Reportaje Ramón Martín .- “La toma de Granada”, por Antonio Orozco, teniendo como escenario la Plaza de Toros, fue sencillamete apoteósica. El vaticinio de éxito de «La Gira de Mi Vida»,  que celebra sus 25 años de trayectoria musical, se cumplió con creces. Un show musical que recopila sus grandes éxitos con las canciones de su nuevo álbum.

Hay canciones que no solo se escuchan, se sienten. Y pocas voces como la de Antonio Orozco logran acariciar el alma con tanta fuerza y verdad. Los versos de cada una de sus temas musicales nos recordaron en la velada granadina, que “el tiempo no es oro”, que lo verdaderamente valioso es lo que vivimos y compartimos con quienes amamos.

Con Devuélveme la vida nos trajo a la mente  que el amor puede doler, pero también sanar. Y cuando todo parece derrumbarse, nos invita a levantarnos con la esperanza intacta al ritmo de Mi héroe, himno eterno para quienes luchan en silencio cada día.

Entre sobras y sobras me faltas es una caricia herida que nos recuerda que el vacío también habla, mientras que Te esperaré es una promesa que resiste incluso cuando todo parece haberse ido.

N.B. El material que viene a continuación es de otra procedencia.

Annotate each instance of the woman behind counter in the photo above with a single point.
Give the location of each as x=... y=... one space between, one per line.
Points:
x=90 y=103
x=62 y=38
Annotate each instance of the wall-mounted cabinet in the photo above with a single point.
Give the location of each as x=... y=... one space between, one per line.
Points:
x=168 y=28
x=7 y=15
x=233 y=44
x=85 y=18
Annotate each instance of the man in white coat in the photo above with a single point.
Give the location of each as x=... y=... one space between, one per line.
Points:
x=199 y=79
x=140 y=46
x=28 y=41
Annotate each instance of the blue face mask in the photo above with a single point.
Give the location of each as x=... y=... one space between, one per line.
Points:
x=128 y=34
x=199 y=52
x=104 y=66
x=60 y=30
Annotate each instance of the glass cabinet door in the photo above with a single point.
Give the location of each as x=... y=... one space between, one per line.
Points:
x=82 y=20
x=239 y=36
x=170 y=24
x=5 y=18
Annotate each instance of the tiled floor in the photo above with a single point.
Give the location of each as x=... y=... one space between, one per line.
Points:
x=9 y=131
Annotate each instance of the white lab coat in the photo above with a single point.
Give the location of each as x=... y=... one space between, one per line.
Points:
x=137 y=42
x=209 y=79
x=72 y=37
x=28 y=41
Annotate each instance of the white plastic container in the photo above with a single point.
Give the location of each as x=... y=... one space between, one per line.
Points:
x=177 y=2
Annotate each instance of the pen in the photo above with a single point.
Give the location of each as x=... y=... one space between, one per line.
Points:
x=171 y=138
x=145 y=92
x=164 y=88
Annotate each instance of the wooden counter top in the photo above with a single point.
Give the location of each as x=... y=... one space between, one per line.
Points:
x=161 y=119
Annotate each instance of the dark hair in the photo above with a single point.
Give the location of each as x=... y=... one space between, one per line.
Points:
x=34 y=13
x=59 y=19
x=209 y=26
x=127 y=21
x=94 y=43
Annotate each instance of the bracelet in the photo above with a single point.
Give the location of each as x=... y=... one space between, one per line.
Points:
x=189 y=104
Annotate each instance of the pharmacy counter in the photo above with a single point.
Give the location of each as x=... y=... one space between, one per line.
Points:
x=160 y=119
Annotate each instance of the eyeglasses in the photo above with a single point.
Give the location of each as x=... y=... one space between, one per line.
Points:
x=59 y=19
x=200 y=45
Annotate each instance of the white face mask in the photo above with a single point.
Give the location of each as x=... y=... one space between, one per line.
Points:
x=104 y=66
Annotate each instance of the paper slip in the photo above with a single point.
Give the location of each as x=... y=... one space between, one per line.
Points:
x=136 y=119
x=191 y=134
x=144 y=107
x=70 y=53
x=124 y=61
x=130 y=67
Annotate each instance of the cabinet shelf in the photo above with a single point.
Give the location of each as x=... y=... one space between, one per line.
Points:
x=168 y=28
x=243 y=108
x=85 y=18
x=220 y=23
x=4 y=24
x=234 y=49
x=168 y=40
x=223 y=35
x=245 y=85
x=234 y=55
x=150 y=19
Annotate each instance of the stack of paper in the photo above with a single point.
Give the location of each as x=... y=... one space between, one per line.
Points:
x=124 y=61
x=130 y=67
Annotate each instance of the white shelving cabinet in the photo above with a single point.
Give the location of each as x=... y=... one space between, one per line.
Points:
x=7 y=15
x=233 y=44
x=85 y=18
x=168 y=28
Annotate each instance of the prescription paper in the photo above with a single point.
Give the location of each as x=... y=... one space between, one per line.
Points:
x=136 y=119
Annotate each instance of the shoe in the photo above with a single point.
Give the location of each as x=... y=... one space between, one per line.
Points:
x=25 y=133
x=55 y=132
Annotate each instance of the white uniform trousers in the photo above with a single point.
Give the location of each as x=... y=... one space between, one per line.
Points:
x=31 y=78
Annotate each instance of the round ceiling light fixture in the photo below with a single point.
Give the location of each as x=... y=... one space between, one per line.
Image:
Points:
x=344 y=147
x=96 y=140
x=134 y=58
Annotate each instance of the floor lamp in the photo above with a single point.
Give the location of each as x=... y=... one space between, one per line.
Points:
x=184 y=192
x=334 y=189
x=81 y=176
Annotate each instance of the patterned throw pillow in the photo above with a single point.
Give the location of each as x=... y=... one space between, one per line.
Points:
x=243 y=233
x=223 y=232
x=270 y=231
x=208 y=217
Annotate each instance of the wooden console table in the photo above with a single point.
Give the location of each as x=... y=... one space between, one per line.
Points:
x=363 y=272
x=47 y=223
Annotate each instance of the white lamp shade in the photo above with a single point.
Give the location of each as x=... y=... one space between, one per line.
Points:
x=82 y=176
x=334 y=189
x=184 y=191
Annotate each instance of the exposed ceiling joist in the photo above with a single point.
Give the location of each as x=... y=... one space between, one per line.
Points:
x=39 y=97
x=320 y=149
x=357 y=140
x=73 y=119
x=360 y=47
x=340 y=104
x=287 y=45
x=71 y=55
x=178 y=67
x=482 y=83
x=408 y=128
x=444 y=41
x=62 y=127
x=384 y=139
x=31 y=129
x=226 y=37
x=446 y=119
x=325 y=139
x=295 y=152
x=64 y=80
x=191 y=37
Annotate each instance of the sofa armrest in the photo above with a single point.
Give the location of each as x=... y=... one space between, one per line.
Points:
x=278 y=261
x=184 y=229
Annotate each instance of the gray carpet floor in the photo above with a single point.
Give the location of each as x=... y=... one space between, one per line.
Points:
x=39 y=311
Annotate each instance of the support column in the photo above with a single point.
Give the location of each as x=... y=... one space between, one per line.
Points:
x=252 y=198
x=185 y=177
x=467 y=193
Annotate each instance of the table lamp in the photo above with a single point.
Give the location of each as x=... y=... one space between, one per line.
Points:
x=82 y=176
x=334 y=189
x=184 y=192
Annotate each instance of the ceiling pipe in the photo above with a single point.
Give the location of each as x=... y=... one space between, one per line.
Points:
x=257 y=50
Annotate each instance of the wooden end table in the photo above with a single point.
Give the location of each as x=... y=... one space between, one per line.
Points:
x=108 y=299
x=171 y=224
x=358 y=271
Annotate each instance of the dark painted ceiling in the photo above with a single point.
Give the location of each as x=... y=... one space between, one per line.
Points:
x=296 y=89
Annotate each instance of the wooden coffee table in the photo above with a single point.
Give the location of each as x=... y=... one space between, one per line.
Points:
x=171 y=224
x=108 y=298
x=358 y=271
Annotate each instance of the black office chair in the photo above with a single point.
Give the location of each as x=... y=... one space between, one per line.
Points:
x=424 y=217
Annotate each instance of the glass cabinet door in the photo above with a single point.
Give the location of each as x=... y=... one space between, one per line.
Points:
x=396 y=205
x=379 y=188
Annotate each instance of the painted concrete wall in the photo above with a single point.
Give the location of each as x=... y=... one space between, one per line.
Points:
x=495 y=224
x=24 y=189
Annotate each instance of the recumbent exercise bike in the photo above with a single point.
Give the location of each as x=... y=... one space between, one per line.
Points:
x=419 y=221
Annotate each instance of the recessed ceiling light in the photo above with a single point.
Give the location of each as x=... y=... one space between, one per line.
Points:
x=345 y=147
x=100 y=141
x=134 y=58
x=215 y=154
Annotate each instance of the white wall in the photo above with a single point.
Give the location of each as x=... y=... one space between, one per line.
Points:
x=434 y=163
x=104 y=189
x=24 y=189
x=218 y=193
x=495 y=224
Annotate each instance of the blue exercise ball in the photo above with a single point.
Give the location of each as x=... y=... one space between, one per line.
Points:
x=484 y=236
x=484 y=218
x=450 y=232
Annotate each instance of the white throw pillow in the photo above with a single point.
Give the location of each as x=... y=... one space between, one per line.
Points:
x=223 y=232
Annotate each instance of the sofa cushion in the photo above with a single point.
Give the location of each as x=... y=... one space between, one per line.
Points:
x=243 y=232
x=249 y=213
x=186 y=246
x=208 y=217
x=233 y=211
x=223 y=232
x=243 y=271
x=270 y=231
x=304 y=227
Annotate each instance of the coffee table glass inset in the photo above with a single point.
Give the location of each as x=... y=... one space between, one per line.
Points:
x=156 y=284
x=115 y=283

Cada nota, cada historia, cada lágrima compartida en sus conciertos es un viaje emocional, se repitió en el coso taurino de Granada. Porque Orozco no canta para gustar: canta para llegar. Y lo consigue.

El público, testigo de esa verdad, respondió con el corazón en la mano. Coreando cada palabra como si fuera suya, estallando en aplausos cuando la emoción desbordaba y se emocionaron cuando suenaron temas como Pedacitos de ti o Llegará. Más que un concierto, fue un encuentro de almas donde la música se convierte en refugio, en celebración y en catarsis.